When undocumented workers are hired, they typically go through the same process — filling out an I-9 and a W-4, and submitting identification — as U.S. nationals. While it is illegal for both employers and employees to falsify I-9s, employers are not held to a strict standard in court. As long as the name on the paperwork matches the name the employee gives, and it is plausible that the person in their photo ID is the one getting the job, employers are not required to take any additional steps to verify their status. Unlike the many threats facing undocumented immigrants, the employers that hire them face little risk for breaking the law.
Case Farms has a long history of hiring the most vulnerable workers for its chicken plants, and is no stranger to its workplace injuries. 17-year-old Guatemalan immigrant Osiel López Pérez injured his leg scaling a piece of machinery after the Case Farms plant in Canton, Ohio ran out of ladders. López Pérez was rushed to the nearest hospital, where the lower part of his left leg was amputated.
When López Pérez returned to work at the factory, his supervisors demanded to see his identification papers. In mere days, he and several others were fired, despite Case Farms never caring about their documentation before. In earlier instances, Case Farms has been accused of assisting its employees in obtaining false documentation so they may work. Cases like López Pérez’s are all too common, and Ohio’s new legislation will only make matters worse by depriving López Pérez of the right to sue Case Farms for compensation.
Despite the fact that he was left permanently maimed and unemployed, some might consider that López Pérez could have suffered a worse plight: he could have been arrested or deported. Many workers who fight their employers for unpaid wages face this outcome, like Luis Zavala, a Louisiana-based construction worker who thought he was going to meet his employer to receive back pay but instead found himself surrounded by ICE agents brandishing firearms.
The Human Rights Watch 2005 report Immigrant Workers in the United States Meat and Poultry Industry states, “Undocumented workers shrink from exercising rights of association or from seeking legal redress when their workplace rights are violated for fear of having their legal status discovered and being deported.”
Until the United States strengthens penalties against employers found to be knowingly hiring undocumented workers, such injustices will continue to happen. At present, there is no true incentive for them to change their behavior.

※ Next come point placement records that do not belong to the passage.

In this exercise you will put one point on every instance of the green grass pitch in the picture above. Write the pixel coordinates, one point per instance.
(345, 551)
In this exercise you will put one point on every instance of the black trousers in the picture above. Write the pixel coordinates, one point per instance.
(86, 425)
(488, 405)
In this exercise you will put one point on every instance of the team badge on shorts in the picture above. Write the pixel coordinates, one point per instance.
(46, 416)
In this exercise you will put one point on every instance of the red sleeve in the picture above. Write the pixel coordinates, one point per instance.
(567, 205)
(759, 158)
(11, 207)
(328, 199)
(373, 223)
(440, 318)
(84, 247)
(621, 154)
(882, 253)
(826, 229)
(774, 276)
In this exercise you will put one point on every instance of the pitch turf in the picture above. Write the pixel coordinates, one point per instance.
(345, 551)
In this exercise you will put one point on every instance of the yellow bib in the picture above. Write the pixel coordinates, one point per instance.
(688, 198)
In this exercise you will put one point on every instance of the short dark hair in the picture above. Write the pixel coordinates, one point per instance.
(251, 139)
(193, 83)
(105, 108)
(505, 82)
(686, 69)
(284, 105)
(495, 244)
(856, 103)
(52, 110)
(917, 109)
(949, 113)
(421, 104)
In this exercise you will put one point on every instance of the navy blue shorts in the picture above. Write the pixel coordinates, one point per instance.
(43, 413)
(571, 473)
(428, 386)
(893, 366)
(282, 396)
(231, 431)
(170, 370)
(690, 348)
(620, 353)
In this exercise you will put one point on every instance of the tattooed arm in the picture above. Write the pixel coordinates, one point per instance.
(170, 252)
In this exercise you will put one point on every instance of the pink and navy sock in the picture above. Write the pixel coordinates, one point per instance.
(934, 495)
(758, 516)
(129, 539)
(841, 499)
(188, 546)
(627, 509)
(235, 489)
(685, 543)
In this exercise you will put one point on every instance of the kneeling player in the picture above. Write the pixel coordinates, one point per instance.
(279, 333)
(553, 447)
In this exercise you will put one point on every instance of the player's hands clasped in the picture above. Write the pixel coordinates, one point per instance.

Borchardt, Jackie. “Ohio House Passes Workers’ Comp Budget The Eliminates Benefits for Undocumented Immigrants.” Cleveland.com 17 May 2017.
Grabell, Michael. “Exploitation and Abuse at the Chicken Plant.” The New Yorker 8 May 2017.
Harris, Paul. “Undocumented Workers’ Grim Reality: Speak Out on Abuse and Risk Deportation.” The Guardian 28 March 2013.
Human Rights Watch. “Immigrant Workers in the United States Meat and Poultry Industry.” 15 December 2005.
Ralph, Talia. “How Restaurants Hire Undocumented Workers.” Eater 28 February 2017.